O Kremlin afirmou não ter informações sobre a morte de Navalny, mas que Putin foi informado. A equipe de Navalny disse que seu advogado estava voando para a prisão onde a oposição estava detida, mas não conseguiu confirmar sua morte.
Navalny foi preso e acusado em vários casos quando regressou à Rússia em 2021, tendo sido tratado na Alemanha por envenenamento por agente nervoso – culpa que atribuiu ao Kremlin.
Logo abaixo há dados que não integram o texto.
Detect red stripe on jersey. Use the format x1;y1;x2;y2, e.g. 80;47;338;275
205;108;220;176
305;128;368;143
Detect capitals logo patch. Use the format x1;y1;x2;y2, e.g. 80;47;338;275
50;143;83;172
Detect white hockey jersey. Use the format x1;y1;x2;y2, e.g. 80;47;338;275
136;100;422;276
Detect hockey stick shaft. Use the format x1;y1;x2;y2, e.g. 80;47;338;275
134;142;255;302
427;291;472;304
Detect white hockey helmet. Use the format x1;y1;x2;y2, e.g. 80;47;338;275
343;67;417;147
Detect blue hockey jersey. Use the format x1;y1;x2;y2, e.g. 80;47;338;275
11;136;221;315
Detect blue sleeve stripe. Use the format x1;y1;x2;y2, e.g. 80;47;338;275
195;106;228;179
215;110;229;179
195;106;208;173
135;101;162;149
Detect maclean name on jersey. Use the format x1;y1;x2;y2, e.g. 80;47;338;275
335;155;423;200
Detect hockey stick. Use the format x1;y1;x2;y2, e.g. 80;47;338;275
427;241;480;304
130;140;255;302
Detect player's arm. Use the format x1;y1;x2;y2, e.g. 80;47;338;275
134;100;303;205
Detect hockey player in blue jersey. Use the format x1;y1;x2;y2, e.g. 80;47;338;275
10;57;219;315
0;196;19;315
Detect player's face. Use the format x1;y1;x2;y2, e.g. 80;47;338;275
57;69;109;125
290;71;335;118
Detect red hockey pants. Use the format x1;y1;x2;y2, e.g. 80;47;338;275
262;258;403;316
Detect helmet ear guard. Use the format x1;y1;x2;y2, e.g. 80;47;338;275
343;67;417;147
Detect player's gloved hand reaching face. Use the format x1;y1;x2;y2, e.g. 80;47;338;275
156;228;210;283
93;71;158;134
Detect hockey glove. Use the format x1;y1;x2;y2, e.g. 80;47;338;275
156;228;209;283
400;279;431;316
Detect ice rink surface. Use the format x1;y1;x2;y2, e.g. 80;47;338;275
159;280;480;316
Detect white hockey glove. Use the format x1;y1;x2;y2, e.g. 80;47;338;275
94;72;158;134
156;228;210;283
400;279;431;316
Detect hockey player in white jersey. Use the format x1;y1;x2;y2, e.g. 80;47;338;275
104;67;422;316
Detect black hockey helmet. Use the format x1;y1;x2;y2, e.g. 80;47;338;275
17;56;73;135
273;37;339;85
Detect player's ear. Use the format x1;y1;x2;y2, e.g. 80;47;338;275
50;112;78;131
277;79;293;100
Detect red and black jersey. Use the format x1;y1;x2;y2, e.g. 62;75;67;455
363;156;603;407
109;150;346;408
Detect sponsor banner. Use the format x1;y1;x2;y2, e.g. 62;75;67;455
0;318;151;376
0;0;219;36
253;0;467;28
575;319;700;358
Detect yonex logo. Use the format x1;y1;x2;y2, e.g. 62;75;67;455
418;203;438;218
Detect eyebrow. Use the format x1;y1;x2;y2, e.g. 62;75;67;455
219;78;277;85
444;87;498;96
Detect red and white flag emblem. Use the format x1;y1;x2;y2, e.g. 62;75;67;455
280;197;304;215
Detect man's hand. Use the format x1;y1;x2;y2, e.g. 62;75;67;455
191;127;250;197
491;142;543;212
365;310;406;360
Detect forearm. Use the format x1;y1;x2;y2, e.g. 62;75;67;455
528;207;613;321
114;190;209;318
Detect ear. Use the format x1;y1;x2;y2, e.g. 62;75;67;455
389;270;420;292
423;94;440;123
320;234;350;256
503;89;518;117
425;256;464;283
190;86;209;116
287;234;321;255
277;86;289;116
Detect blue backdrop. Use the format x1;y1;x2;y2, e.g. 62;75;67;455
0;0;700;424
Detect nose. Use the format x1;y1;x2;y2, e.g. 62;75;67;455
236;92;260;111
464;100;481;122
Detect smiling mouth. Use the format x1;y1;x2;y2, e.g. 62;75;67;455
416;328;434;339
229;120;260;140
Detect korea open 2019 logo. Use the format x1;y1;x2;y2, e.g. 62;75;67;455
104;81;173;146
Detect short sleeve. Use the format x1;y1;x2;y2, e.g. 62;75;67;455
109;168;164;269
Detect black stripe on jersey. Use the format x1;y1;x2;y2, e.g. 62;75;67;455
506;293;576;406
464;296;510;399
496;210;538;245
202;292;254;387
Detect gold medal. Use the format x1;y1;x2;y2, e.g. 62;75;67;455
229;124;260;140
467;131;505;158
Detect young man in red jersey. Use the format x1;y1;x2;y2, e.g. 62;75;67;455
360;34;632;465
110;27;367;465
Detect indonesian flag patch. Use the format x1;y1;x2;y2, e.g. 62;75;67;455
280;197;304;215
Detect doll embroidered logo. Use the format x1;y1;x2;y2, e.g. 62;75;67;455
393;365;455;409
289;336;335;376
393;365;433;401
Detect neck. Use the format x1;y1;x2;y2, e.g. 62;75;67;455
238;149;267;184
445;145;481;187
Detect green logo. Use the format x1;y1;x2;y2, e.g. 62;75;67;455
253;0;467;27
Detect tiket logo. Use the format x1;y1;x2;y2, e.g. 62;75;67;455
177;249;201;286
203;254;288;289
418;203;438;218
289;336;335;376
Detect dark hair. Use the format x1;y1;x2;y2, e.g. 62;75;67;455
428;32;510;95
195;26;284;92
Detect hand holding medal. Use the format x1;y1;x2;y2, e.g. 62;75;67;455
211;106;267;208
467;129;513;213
Os dedos apontarão sem dúvida para o Kremlin. O editor de um jornal russo e ganhador do Prêmio Nobel da Paz, Dmitry Muratov, chamou o “assassinato” de Navalny e disse acreditar que as condições da prisão levaram à sua morte, enquanto o empresário russo exilado e crítico do Kremlin, Mikhail Khodorkovsky, disse que Putin era o responsável.
Falando com O Independente, Bill Browder, um crítico de Putin que sentiu a ameaça do próprio Kremlin, disse: “Não nos enganemos, Putin assassinou Alexei Navalny. Ele fez isso porque Alexei Navalny foi corajoso o suficiente para enfrentar Putin. Ele o fez porque Navalny ofereceu o povo russo e uma alternativa à cleptocracia e à repressão.
“Este é um dia trágico para Navalny e sua família, mas também para a Rússia e a esperança de um futuro melhor.”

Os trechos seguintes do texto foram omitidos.